Si fuera a decir algo de él, diría lo que todos dicen, esta loco. Un hombre viejo, afeitado, arrugado de mediana estatura y mediano grosor. Siempre tenía puesta una gorra de capitán como la del Tío Nobel. Y así le decíamos, el Tío Nobel, aunque su nombre era Don Cipriano. Todos los días pasaba por mi calle, gritando y vociferando historias de años que solo vivían en su cabeza. Cuentos como el de cuando cogieron al cabrón de Ortiz robando en la casa de Margot y cuando se entero el vecindario, una noche que lo vieron jendío en Doña Hilda's, entre todos lo cogieron y allí mismo le rompieron la madre. Así iban usualmente, todos recitados en tonos trágicos, con mucho lamento y a todo pulmón. Como si cada uno de esos cuentos los hubiera vivido en una vida pasada, o tal vez, en la que paseaba ahora mismo. Yo lo miraba por la ventana con intriga mientras paseaba su carrito de compras mohoso, lleno hasta arriba y cubierto con mantas viejas de distintos colores amarradas por sogas. Por los lados entre retazos de tela, cordones y corroción, solo se podían distinguir cajas de cartón desgastadas por bastante agua, mucho sol y algo de sereno.
En las mañanas bajaba y en las noches subía, a veces silencioso y sombrío, delatado por el sonido vibrativo del metal mientras las gomas chillonas se deslizaban por las calles descuidadas, o si lo cogía la lluvia, con botas de ule y chaqueta larga para protegerse del aguacero. No importara en cuál condición de salud física se encontrara, ya que la mental no estaba simplemente de vacaciones sino de retiro navegando la vuelta al mundo, o el mal que estuviera cayendo del cielo, cuando se asomaba el sol, salía de su casa. Luego del sol hacer su despedida, volvía a su misteriosa guarida donde desaparecía entre maleza y años de naturaleza creciendo con la libertad y apuro de recuperar su espacio robado.

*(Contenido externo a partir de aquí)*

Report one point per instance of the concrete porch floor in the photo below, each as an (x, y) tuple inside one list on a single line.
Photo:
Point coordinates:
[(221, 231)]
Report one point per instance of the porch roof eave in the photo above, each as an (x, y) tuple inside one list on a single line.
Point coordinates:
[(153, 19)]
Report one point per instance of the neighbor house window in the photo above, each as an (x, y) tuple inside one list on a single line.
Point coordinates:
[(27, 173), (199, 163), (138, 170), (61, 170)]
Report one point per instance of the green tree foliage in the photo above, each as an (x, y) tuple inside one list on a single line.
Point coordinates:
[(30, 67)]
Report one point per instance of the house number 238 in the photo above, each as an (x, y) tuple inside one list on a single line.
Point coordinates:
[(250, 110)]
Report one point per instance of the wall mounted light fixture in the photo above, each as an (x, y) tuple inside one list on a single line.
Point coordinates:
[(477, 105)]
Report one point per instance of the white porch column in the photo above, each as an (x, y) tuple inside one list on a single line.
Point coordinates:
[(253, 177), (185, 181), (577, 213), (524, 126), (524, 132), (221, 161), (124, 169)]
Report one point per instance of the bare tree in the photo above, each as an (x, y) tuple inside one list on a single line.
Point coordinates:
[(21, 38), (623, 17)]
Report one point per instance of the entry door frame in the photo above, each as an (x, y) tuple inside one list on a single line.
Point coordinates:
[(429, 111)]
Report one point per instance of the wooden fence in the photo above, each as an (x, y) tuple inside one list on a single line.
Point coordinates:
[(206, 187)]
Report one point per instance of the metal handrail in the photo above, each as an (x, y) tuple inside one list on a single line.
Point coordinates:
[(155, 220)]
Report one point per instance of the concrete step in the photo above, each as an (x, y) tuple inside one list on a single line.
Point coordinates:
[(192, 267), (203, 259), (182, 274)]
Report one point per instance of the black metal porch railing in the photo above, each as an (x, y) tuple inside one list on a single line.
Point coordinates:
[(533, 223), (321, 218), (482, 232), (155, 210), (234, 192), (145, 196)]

Un laberinto de árboles frutales y matojos comunes rodeando una casa con pintura desgastada por años de abandono, por donde solo se distinguía una marquesina completamente clausurada por carjas de cartón y algunas ventanas poco abiertas.
No se metía con nadie, era imposible hablarle, ignoraba completamente el mundo exterior, pero aún así interactuaba con la gente, usualmente afuera de la farmacia. Allí vendía boletos de lotería y lo hacía de la misma forma en la que empujaba su carrito de compras, recontando un ayer que nadie entendía, pero con una papeleta de billetes de lotería. Eso sí, también vi como algún ignorante o valiente se atrevía a cruzar la división entre su mundo y el de nosotros, ya fuese el de su persona o de su hogar. Y vi a aquella persona ocacionalmente transformarse y correr al intruso en su primera y probablemente única experiencia de ser perseguido por un demonio de setenta años con machete. Aparte de eso, todo lo demás era un misterio. Y así pasó por los ocho años que viví ahí.
Un tiempo después cuando volví ya no estaba, un día desapareció, como desaparece un caracol cuando se escabulle entre los dedos en la orilla del mar. Nadie sabía a dónde se había ido, los vecinos extrañados de no verlo, asumieron que había muerto. Un año pasó, y un dueño apareció para el terreno y su casa quedó remodelada y muy bien pintada. Alguna maleza la reemplazo el concreto, los árboles más viejos fueron los que sobrevivieron. De él más nada se supo, ni su carrito de compras apareció, un viajero solitario, por las calles de Villa Traición.